Question :
I have been given a query that takes about 1:30 to run. I was asked to optomize it as much as possible but am having issues making any headway on it.
SELECT DISTINCT B.PROV,
FACILITY=CASE B.FACILITY
WHEN '' THEN (SELECT FACILITY
FROM CLDOCTOR
WHERE DOCTOR = B.PROVCODE)
ELSE B.FACILITY
END,
C.PLNAME,
C.PFNAME,
C.PMNAME,
C.DOB,
C.SEX,
Cast(Cast(A.DATEBACK AS VARCHAR(12)) AS DATETIME) AS 'DATEBACK',
C.CITY,
C.STATE,
C.ZIP,
C.HPHONE,
C.WPHONE,
A.SSNO,
C.PTYPE,
B.ACCOUNT,
B.ORDERDATE
FROM CLLAB A,
CLORDER B,
CLMASTER C
WHERE A.COMPANY = B.COMPANY
AND A.ORDER_ID = B.ID
AND B.DEPT = 'LAB'
AND B.ACCOUNT = C.ACCOUNT
--AND DATEDIFF(MM, DATEBACK, GETDATE()) <=6
AND A.DATEBACK NOT IN (SELECT DISTINCT DATEBACK
FROM CLLAB
WHERE COMPANY = A.COMPANY
AND DEPT = 'LAB'
AND SSNO = A.SSNO
--AND DATEDIFF(MM, DATEBACK, GETDATE()) <= 6
AND OBSERVE_ID = 'REVIEWED'
)
CLLAB
contains 34,185,327 rows, CLORDER
contains 13,455,600 rows, and CLMASTER
contains 392,797 rows.
Do you see anything that jumps out as inherently wrong that could be cleaned up to help the query run quicker?
Edit 1:
There are indexes on CLLAB
‘s ORDERID
, SSNO
, and a few other unused columns.
There are indexes on CLORDERS
‘s PROV
, ORDERDATE
, and a few other unused columns.
The execution plan says Missing Index (Impace 48.1371): CREATE NONCLUSTERED INDEX [<Name of Missing Index, sysname,>] on [dbo].[CLORDER] ([DBO].[CLORDER][DEPT]) INCLUDE ([COMPANY],[ID],[PROV],[ORDERDATE],[ACCOUNT],[FACILITY],[PROVCODE])

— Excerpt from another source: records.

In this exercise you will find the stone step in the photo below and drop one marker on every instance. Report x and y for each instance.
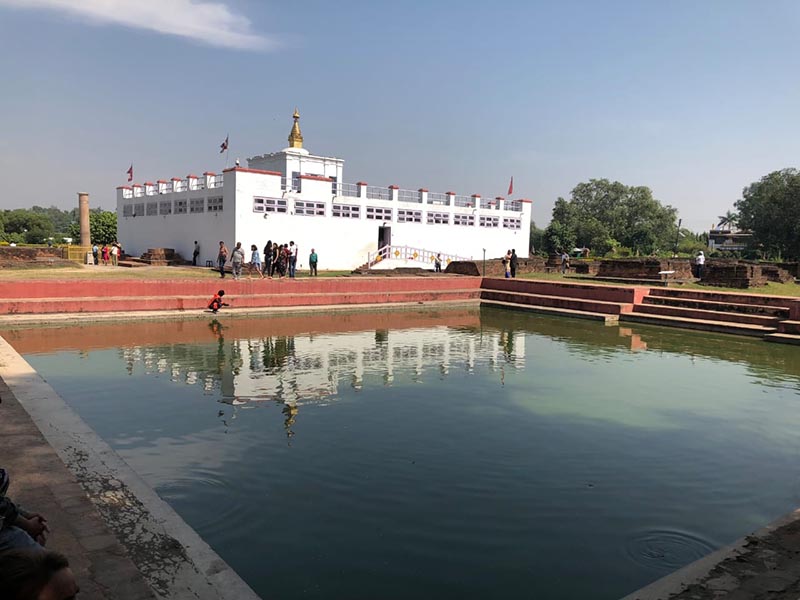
(131, 264)
(715, 305)
(792, 327)
(709, 315)
(575, 304)
(783, 338)
(700, 324)
(183, 302)
(608, 319)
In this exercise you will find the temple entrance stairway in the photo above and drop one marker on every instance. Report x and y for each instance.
(724, 312)
(776, 319)
(586, 301)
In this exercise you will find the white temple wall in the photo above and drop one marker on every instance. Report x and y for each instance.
(290, 160)
(343, 243)
(178, 231)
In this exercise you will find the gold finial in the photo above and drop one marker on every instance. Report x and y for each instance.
(295, 137)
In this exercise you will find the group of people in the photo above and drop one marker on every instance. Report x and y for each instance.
(280, 259)
(510, 262)
(27, 570)
(107, 253)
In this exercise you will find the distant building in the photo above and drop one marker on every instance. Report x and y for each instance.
(295, 195)
(722, 240)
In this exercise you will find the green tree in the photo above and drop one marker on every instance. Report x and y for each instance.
(770, 209)
(727, 221)
(25, 225)
(536, 241)
(102, 227)
(602, 215)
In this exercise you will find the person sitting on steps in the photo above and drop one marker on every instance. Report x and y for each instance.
(216, 302)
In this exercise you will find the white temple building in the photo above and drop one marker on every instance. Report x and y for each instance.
(293, 195)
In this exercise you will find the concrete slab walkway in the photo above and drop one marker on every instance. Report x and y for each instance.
(42, 483)
(124, 541)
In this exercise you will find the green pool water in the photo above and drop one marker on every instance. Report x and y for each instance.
(498, 455)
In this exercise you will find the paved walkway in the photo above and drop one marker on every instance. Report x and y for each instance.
(61, 468)
(41, 482)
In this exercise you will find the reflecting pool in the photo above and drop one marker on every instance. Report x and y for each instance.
(458, 453)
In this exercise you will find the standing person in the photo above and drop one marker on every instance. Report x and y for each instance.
(293, 249)
(283, 260)
(700, 261)
(222, 258)
(273, 260)
(255, 262)
(268, 258)
(237, 260)
(514, 262)
(312, 263)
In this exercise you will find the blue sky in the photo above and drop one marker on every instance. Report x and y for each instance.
(693, 99)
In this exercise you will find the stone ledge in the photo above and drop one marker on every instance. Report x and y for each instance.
(174, 560)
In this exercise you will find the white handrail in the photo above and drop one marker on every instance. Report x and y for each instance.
(410, 253)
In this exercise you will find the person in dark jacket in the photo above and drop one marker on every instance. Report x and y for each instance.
(514, 263)
(39, 575)
(19, 528)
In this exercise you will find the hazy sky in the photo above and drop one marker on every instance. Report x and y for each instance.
(693, 99)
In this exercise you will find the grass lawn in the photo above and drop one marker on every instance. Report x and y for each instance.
(88, 272)
(771, 289)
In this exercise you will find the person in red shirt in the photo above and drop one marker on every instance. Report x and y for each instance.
(216, 302)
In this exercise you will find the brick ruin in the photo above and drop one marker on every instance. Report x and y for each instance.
(655, 269)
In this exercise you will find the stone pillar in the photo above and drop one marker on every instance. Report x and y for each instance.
(83, 211)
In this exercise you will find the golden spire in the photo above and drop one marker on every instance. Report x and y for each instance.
(295, 137)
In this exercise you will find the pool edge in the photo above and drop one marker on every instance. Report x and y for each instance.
(730, 568)
(145, 525)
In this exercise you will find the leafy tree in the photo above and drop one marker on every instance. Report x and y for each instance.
(26, 226)
(102, 227)
(770, 209)
(604, 215)
(728, 220)
(536, 242)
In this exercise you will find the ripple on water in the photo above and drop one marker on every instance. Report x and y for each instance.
(227, 513)
(666, 549)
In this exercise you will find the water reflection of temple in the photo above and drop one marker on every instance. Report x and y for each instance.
(300, 369)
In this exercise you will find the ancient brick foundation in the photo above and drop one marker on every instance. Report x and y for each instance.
(162, 257)
(646, 268)
(16, 257)
(733, 274)
(495, 268)
(586, 267)
(777, 274)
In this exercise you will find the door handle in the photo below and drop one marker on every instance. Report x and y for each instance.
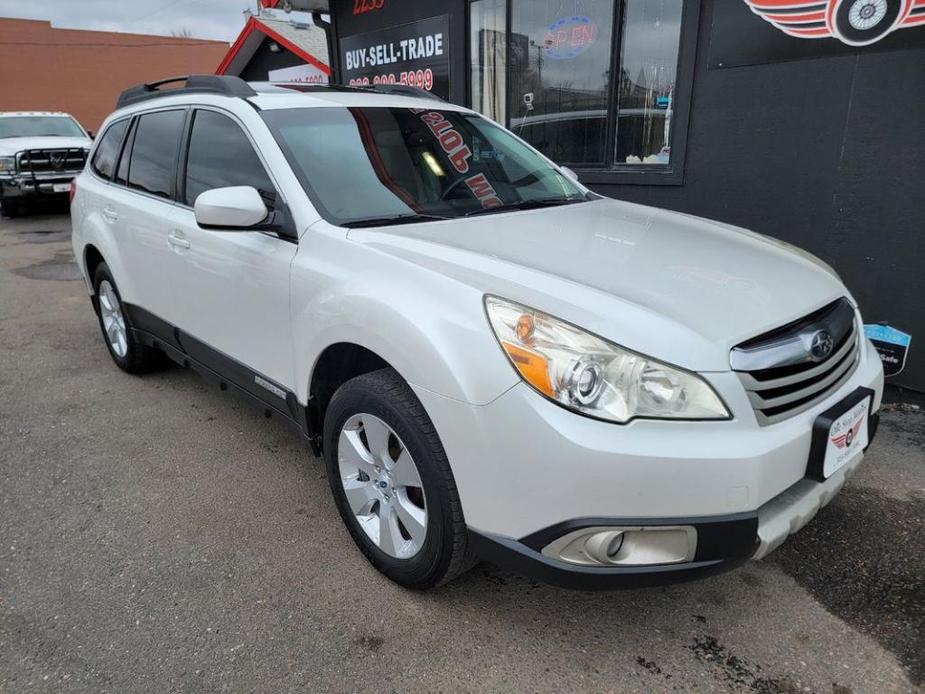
(177, 239)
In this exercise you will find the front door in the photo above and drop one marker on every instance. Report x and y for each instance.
(232, 291)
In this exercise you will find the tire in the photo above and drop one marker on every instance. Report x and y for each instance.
(128, 354)
(384, 398)
(11, 208)
(860, 22)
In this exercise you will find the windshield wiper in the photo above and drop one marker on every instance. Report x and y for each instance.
(527, 205)
(394, 220)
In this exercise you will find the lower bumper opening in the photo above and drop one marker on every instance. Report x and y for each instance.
(611, 553)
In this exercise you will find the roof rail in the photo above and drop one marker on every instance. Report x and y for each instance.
(402, 90)
(199, 84)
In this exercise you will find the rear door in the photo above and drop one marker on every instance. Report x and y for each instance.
(138, 205)
(233, 294)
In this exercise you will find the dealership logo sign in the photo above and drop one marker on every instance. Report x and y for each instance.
(569, 36)
(853, 22)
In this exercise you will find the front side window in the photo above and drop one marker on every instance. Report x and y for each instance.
(220, 156)
(40, 126)
(104, 160)
(376, 163)
(154, 153)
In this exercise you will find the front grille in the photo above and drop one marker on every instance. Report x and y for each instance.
(781, 374)
(52, 160)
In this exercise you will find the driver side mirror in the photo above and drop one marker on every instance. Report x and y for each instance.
(236, 208)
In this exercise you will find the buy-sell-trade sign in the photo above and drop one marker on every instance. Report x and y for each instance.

which makes me think that there could be huge gains made by indexing CLLAB
‘s DEPT
Answer :
First of all be aware though that when you are querying on tables that large you have to expect it to take some time.
That being said assuming you are using SQL 2008 or later you could try a filtered index on CLLab, however that makes several assumptions.
- The number of rows where the Dept = “Lab” and Observe_Id = “Reviewed” is a relatively small percentage of the total number of rows.
- This is an important enough query to warrant the extra write time to CLLAB for an additional index just for it.
If the answers to both of those are Yes (and of course SQL 2008 or higher) then try this.
CREATE NONCLUSTERED INDEX "IX_CLLAB_REVIEWED_LABS"
ON CLLAB (SSNO, COMPANY, DATEBACK)
WHERE DEPT = "LAB"
AND OBSERVE_ID = "REVIEWED";
Really I would rather get rid of the subquery all together if possible but that would require more knowledge of the data and what you are trying to get out of the query.
Last but not least if you comment out the small subquery in the field list does it run significantly faster? If so that part of the query could be incorporated into the main query as a LEFT OUTER JOIN and might save you some time.
It would look like this.
-- In the field list
FACILITY = CASE WHEN B.FACILITY = '' THEN D.FACILITY ELSE B.FACILITY END
-- The FROM & WHERE Clauses
FROM CLLAB A
JOIN CLORDER B
ON A.COMPANY = B.COMPANY
AND A.ORDER_ID = B.ID
JOIN CLMASTER C
ON B.ACCOUNT = C.ACCOUNT
LEFT OUTER JOIN CLDoctor D
ON B.PROVCODE = D.DOCTOR
AND B.FACILITY = '' -- optionally. May be more efficient
-- with different indexing
WHERE B.DEPT = 'LAB'
AND A.DATEBACK NOT IN (.....)
The index is a great idea but may have a live performance impact, everything from the FROM should be something like:
FROM
CLORDER B inner join CLLAB A on A.ORDER_ID = B.ID
inner join CLMASTER C on C.ACCOUNT = B.ACCOUNT
right join (SELECT DATEBACK
FROM CLLAB
AND DEPT = 'LAB',
AND OBSERVE_ID = 'REVIEWED'
) D on D.DATEBACK = A.DATEBACK and AND D.SSNO = A.SSNO
WHERE D.DATEBACK is null